Ten years ago a new era of salmon and steelhead recovery quite literally started out with a bang when Marmot Dam was removed from the Sandy River.
More than a ton of high-grade explosives were detonated, taking off the face of the 47-foot high concrete dam.
At the time, it was the largest dam breach ever attempted. Portland General Electric, owner of the dam, figured it would be more cost-effective to remove the structure than upgrade it to meet new federal relicensing standards.
In July 2007, in a highly publicized event, PGE blew the concrete face off its dam on the Sandy River. For the next three months, large backhoes with pneumatic hammers pulverized, drilled, pulled apart and hauled off the remaining pieces of the dam. On Oct. 19, a rainstorm swept away the backfill that had accumulated behind the dam, making the Sandy totally free-flowing again, from its headwaters on Mt. Hood to its confluence with the Columbia River in Troutdale 56 miles away.
Biologists, conservationists, anglers, and others hailed the removal of Marmot Dam as a victory for imperiled native runs of Chinook and coho salmon and steelhead. The hope was that fish would benefit from better flows, better water quality and unrestricted access to prime spawning grounds in the uppermost reaches of the river.
So has 10 years of a free-flowing Sandy River been good for fish?
The answer is an unqualified ‘yes’, according to Todd Alsbury, ODFW district fish biologist for the Sandy, and one of the partners in the removal of Marmot Dam.
Now, for the past three years, when other runs of salmon and steelhead around the region have been down, the Sandy has been seeing increasingly strong returns; in some cases, double what they were a decade ago before Marmot Dam was removed.
“While not solely due to dam removal, returns of wild spring Chinook, winter steelhead, and coho have increased significantly as compared to their abundance before the dam was removed,” said Alsbury, who noted that in the 10 years since Marmot Dam was removed ODFW has observed the largest returns for all three species in the 40 years.
For example, the number of wild spring Chinook increased from an average of 809 before dam removal to 2,086 afterwards. Similarly, coho increased from 784 returning fish before dam removal to 1,959 afterward, and wild winter steelhead increased from 898 to 2,757.
To really gauge how successful removal has been, though, it helps to look at how the fish were doing prior to removal of the dam.
Wild spring Chinook were nearly extirpated in the 1950s and ’60s by dam operations, habitat losses, and other human impacts.

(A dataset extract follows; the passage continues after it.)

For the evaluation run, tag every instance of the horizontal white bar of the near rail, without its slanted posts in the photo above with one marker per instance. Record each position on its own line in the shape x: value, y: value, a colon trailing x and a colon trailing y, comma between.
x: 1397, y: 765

During this period, fishery managers tried to rebuild the population with hatchery Chinook, which were intercepted in a trap at Marmot Dam and trucked to Sandy Fish Hatchery, where the next generation of fish was spawned and reared.
However, fisheries management changed dramatically in 1998 when the fish were listed as threatened under the Endangered Species Act. This triggered discussions about ways to recover the fish, including by taking out Marmot Dam and reducing releases of hatchery fish so there would be fewer of them to compete with the ESA-listed wild fish. These discussions also led to one of the first integrated brood programs whereby wild spring Chinook were reared at the hatchery, and later cross-bred with hatchery Chinook to create a fish closely resembling the native fish, instead of looking outside the basin for replacement stock with different genetics.
When Marmot Dam was removed, ODFW biologists lost a fish trap that gave them the ability to catch and separate wild fish. The fish needed to be separated so the wild ones could go on upstream to spawn while the hatchery fish were captured and taken to the hatchery to spawn. For the first two years after dam removal, ODFW staff netted brood stock out of the river using large seine nets pulled by swimmers in full wetsuits. Later on, biologists installed weirs, or portable traps, in the river for this purpose.
To continue providing a recreational fishery, Alsbury and his staff developed an acclimation site to rear and release juvenile fish at a location that is suitable for returning adult fish. They now collect adult fish using temporary weirs near the release location to capture returning adults. Afterwards, the weir can be removed from the river.
“Our goal is to first protect native runs of native salmon and steelhead while at the same time providing a robust recreational fishery,” said Alsbury. “Thanks to a lot of hard work on the part of many dedicated individuals and a lot of collaboration we are starting to see some impressive results.”
“Habitat is the key,” Alsbury added, noting that the Sandy is one of the few rivers where fish habitat is now being added faster than it is being degraded or lost, and that salmon are now showing up to spawn in habitat that didn’t exist before.